13 giugno 2023

Nessun impatto della sentenza di patteggiamento sul procedimento disciplinare

Autore: Maria Luisa Barone
La sentenza di patteggiamento è equiparabile ad una pronuncia di condanna solo nell’ambito penale, mentre perde tale qualità al di fuori di esso. Conseguentemente, l’organo di disciplina non potrà più, in caso di sentenza di patteggiamento, ritenere i fatti accertati ma dovrà procedere ad un autonomo accertamento di quelli che intende contestare. Tali sono le direttive enucleate dal Consiglio Nazionale dei dottori commercialisti e degli esperti contabili con il Pronto Ordini n. 56/2023 del 09 Giugno 2023.

Il Pronto Ordini in commento è generato dalle perplessità operative intervenute a seguito della Riforma Cartabia.

In particolare, ci si riferisce all’art. 25 del D.Lgs. n. 150 del 10 Ottobre 2022, recante le Modifiche al Titolo II del Libro VI del codice di procedura penale, ove, testualmente, è previsto che “La sentenza prevista dall'articolo 444, comma 2, anche quando è pronunciata dopo la chiusura del dibattimento, non ha efficacia e non può essere utilizzata a fini di prova nei giudizi civili, disciplinari, tributari o amministrativi, compreso il giudizio per l'accertamento della responsabilità contabile. Se non sono applicate pene accessorie, non producono effetti le disposizioni di leggi diverse da quelle penali che equiparano la sentenza prevista dall'articolo 444, comma 2, alla sentenza di condanna. Salvo quanto previsto dal primo e dal secondo periodo o da diverse disposizioni di legge, la sentenza è equiparata a una pronuncia di condanna”.

A parere del Cndcec, tale disposizione va interpretata nel senso che i giudici disciplinari potranno senza ombra di dubbio attingere alle risultanze del procedimento penale, ma dovranno comunque procedere ad un’autonoma valutazione degli stessi. Infatti, riportandosi a delle pronunce del Consiglio di Stato, esso ha ribadito che nelle “ipotesi di conclusione del giudizio, per la quali non si è giunti ad una condanna in conseguenza dell’intervento di cause di prescrizione o di altre cause di estinzione del reato…l’Amministrazione può legittimamente utilizzare ai fini istruttori gli accertamenti effettuati nella sede penale senza doverli ripetere, salva la possibilità del dipendente di addurre elementi ed argomenti che, qualora dotati di oggettivo spessore e valenza, devono essere adeguatamente ponderati”( sul punto nn. 5182/2022; 3125/2019; 3324/2014).

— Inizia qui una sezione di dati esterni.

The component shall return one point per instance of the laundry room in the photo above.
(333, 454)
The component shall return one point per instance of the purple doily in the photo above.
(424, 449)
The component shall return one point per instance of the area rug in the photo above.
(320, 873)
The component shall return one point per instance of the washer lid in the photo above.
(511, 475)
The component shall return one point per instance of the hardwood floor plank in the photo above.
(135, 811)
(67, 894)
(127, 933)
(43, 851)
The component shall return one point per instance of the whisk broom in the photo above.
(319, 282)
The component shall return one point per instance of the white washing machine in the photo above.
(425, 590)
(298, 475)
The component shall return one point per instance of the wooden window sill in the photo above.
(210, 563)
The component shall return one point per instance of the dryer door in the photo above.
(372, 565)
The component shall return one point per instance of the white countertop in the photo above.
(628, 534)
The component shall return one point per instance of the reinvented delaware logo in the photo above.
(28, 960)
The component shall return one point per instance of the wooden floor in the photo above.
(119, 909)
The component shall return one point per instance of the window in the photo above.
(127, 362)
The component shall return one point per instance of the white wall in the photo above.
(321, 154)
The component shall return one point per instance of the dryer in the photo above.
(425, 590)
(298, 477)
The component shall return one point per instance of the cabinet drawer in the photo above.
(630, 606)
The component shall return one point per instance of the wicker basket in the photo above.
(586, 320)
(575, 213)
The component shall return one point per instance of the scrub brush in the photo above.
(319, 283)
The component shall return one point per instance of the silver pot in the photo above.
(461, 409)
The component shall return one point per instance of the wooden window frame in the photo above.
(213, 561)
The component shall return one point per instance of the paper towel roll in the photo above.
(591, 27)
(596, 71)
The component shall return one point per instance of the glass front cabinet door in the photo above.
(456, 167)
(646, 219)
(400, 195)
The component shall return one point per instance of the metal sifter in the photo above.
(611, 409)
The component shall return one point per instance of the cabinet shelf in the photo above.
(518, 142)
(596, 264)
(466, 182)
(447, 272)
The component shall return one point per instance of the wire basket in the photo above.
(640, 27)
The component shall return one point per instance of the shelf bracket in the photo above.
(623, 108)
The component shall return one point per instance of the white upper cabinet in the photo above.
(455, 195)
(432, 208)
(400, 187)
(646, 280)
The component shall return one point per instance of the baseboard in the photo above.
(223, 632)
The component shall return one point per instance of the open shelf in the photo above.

Non solo. Il Consiglio Nazionale de quo si è soffermato su un ulteriore aspetto: l’irretroattività dell’art. 25 citato. Effettivamente, tale norma non afferisce al c.d. favor rei, e quindi ad un eventuale ambito punitivo, bensì agli effetti extra penali di una pronuncia di condanna. La conseguenza di una siffatta interpretazione è che l’art. 25 non ha efficacia retroattiva: i provvedimenti disciplinari adottati prima dell’entrata in vigore di tale articolo, non vanno revocati, né annullati in autotutela.

D’altronde, la novella legislativa tiene conto della ratio ispiratrice. La l. n. 134/2021, infatti, all’art. 1, comma 10, lett. a). n. 2, stabiliva che nell'esercizio della delega di cui al comma 1, i decreti legislativi recanti modifiche al codice di procedura penale in materia di procedimenti speciali, sono adottati nel rispetto dei seguenti principi e criteri direttivi: ridurre gli effetti extra-penali della sentenza di applicazione della pena su richiesta delle parti, prevedendo anche che questa non abbia efficacia di giudicato nel giudizio disciplinare e in altri casi.

In conclusione, a seguito dell’entrata in vigore della c.d. Riforma Cartabia, la sentenza di patteggiamento non avrà effetti extra penali e, dunque, non si applicherà al procedimento disciplinare. L’organo distrettuale di disciplina potrà valutare le risultanze istruttorie del processo penale ma dovrà procedere ad un autonomo accertamento dei fatti contestati.

Nessuna modifica è intervenuta, invece, in ordine ai termini perentori entro i quali dovrà concludersi il procedimento disciplinare a carico dell’iscritto che restano, in ossequio a quanto disposto dall’art. 9 del Regolamento per l’esercizio della funzione disciplinare territoriale, 18 mesi dalla notifica dell’apertura del procedimento, prorogabili per ulteriori 30 in caso di particolari esigenze istruttorie.